Cenovus Energy just posted one of its strongest quarters on record, but CEO Jon McKenzie used the earnings call to deliver a stark warning: Canada's oil sands growth is drying up. He told analysts that the national conversation has become 'myopically focused on the climate agenda,' making the country one of the least attractive places for new oil production. The numbers back him up: only one new greenfield oil sands project has been approved and built in Canada since 2013, even as global demand for oil remains robust.
For oil, gas and energy commodities traders, this signals a structural shift in supply dynamics. Canada's oil sands have long been a key source of heavy crude, and a slowdown in new projects could tighten global heavy oil markets over time. This is especially relevant as refineries in the U.S. Midwest and Gulf Coast depend on Canadian heavy crude. Live fuel prices on NowPrice show how the market is reacting in real time, with traders pricing in potential supply constraints.
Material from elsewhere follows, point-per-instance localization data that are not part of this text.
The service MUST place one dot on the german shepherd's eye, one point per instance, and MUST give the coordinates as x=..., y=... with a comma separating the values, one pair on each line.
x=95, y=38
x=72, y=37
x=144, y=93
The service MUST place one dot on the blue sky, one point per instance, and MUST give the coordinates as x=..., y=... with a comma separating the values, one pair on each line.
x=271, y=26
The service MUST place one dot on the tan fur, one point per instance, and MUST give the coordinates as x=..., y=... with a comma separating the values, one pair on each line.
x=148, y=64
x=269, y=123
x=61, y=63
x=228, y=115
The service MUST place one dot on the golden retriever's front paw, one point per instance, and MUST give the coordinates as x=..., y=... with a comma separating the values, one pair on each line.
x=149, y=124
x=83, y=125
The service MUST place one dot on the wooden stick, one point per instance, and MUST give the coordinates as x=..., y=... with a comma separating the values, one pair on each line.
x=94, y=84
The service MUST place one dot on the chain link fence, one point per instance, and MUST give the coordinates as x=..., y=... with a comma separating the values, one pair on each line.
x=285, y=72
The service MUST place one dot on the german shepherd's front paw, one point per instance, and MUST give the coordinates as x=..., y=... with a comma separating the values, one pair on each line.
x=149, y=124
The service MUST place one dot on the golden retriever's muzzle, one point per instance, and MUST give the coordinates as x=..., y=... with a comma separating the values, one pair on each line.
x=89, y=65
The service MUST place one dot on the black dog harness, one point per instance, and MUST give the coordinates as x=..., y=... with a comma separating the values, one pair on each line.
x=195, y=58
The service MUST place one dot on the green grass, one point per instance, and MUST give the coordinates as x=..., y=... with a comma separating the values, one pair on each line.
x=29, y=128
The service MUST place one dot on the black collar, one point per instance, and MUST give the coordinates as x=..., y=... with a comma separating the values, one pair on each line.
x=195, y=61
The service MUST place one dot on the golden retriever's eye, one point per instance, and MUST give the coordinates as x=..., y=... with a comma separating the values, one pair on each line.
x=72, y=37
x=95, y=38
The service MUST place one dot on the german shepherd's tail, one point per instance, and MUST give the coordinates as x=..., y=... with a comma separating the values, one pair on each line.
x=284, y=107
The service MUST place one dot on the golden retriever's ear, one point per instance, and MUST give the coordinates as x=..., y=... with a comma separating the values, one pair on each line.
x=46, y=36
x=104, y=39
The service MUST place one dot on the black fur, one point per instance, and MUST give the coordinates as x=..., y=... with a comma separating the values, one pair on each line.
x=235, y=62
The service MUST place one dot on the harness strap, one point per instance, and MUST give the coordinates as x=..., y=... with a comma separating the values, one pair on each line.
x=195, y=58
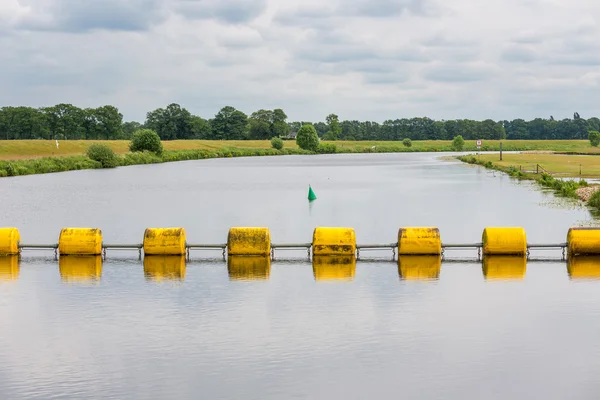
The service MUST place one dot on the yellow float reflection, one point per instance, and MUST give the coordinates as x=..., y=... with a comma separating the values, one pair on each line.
x=500, y=267
x=80, y=269
x=9, y=268
x=248, y=268
x=584, y=267
x=334, y=268
x=419, y=268
x=159, y=268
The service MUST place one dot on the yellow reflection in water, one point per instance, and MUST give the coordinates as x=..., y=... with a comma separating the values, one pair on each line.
x=334, y=268
x=584, y=267
x=159, y=268
x=248, y=268
x=79, y=269
x=421, y=268
x=9, y=268
x=496, y=267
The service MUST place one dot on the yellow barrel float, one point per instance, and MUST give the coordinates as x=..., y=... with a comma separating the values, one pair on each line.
x=80, y=269
x=419, y=241
x=334, y=241
x=80, y=241
x=9, y=268
x=583, y=241
x=249, y=242
x=159, y=268
x=507, y=241
x=10, y=239
x=502, y=267
x=419, y=268
x=164, y=241
x=584, y=267
x=248, y=268
x=334, y=268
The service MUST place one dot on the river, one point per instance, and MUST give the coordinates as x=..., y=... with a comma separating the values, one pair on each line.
x=290, y=333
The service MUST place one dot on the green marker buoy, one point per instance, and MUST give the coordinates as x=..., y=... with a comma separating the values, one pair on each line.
x=311, y=195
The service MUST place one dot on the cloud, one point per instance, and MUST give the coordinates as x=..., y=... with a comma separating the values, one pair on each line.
x=360, y=59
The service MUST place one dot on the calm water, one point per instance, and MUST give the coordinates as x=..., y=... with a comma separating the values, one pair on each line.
x=285, y=330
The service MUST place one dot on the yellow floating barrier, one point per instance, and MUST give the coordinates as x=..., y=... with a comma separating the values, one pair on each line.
x=584, y=267
x=507, y=241
x=500, y=267
x=9, y=268
x=248, y=268
x=9, y=241
x=80, y=241
x=249, y=242
x=419, y=268
x=583, y=241
x=159, y=268
x=419, y=241
x=334, y=268
x=334, y=241
x=165, y=241
x=80, y=269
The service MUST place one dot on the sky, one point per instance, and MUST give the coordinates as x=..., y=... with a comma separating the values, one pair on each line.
x=361, y=59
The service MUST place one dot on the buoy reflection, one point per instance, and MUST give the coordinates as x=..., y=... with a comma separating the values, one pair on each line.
x=164, y=268
x=9, y=268
x=420, y=268
x=499, y=267
x=334, y=268
x=80, y=269
x=248, y=268
x=584, y=267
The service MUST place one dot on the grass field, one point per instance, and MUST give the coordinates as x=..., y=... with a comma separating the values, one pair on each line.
x=555, y=164
x=27, y=149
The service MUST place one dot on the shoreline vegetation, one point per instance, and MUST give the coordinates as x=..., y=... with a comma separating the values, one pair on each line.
x=26, y=157
x=574, y=189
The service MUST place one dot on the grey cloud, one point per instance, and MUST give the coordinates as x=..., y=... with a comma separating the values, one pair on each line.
x=519, y=54
x=383, y=8
x=81, y=16
x=456, y=73
x=230, y=11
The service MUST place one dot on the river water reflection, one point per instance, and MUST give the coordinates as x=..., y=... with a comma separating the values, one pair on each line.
x=256, y=329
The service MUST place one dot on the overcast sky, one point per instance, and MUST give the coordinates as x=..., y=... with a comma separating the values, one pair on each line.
x=361, y=59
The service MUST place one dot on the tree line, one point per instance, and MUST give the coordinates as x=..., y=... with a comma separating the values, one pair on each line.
x=68, y=122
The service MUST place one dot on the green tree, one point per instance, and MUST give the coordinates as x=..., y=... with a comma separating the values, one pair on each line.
x=200, y=128
x=279, y=128
x=333, y=123
x=146, y=140
x=277, y=143
x=171, y=123
x=109, y=122
x=230, y=124
x=129, y=128
x=458, y=143
x=594, y=137
x=307, y=138
x=259, y=125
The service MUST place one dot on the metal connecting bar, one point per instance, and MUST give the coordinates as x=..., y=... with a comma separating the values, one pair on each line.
x=291, y=246
x=38, y=246
x=546, y=246
x=206, y=246
x=462, y=246
x=123, y=246
x=376, y=246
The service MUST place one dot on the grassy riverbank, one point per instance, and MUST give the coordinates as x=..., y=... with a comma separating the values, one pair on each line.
x=25, y=157
x=28, y=149
x=572, y=188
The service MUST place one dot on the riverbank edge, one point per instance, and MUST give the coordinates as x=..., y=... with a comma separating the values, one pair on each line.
x=569, y=188
x=44, y=165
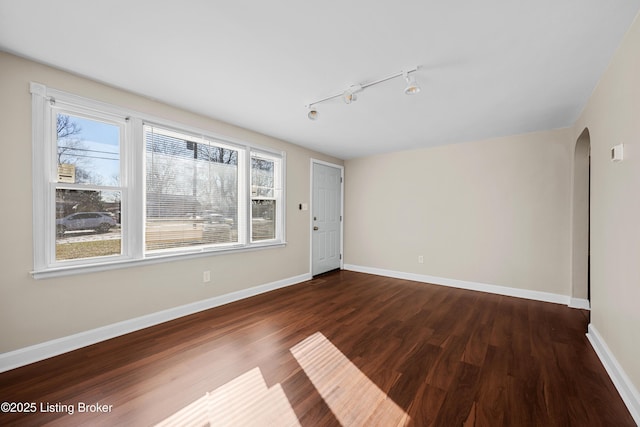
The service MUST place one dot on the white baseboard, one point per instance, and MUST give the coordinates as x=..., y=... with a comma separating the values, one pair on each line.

Policy uncertainty in Canada adds a layer of risk that could widen price differentials between Canadian heavy crude and benchmarks like WTI.
What to watch next: Investors should monitor Canadian federal and provincial policy developments, particularly around carbon pricing and emissions regulations. Any clarity—or further tightening—could accelerate or reverse the investment drought. Also watch for quarterly production updates from Cenovus and other oil sands producers, as well as export pipeline capacity expansions. The next major data point is the Canadian Association of Petroleum Producers' investment outlook, due later this year.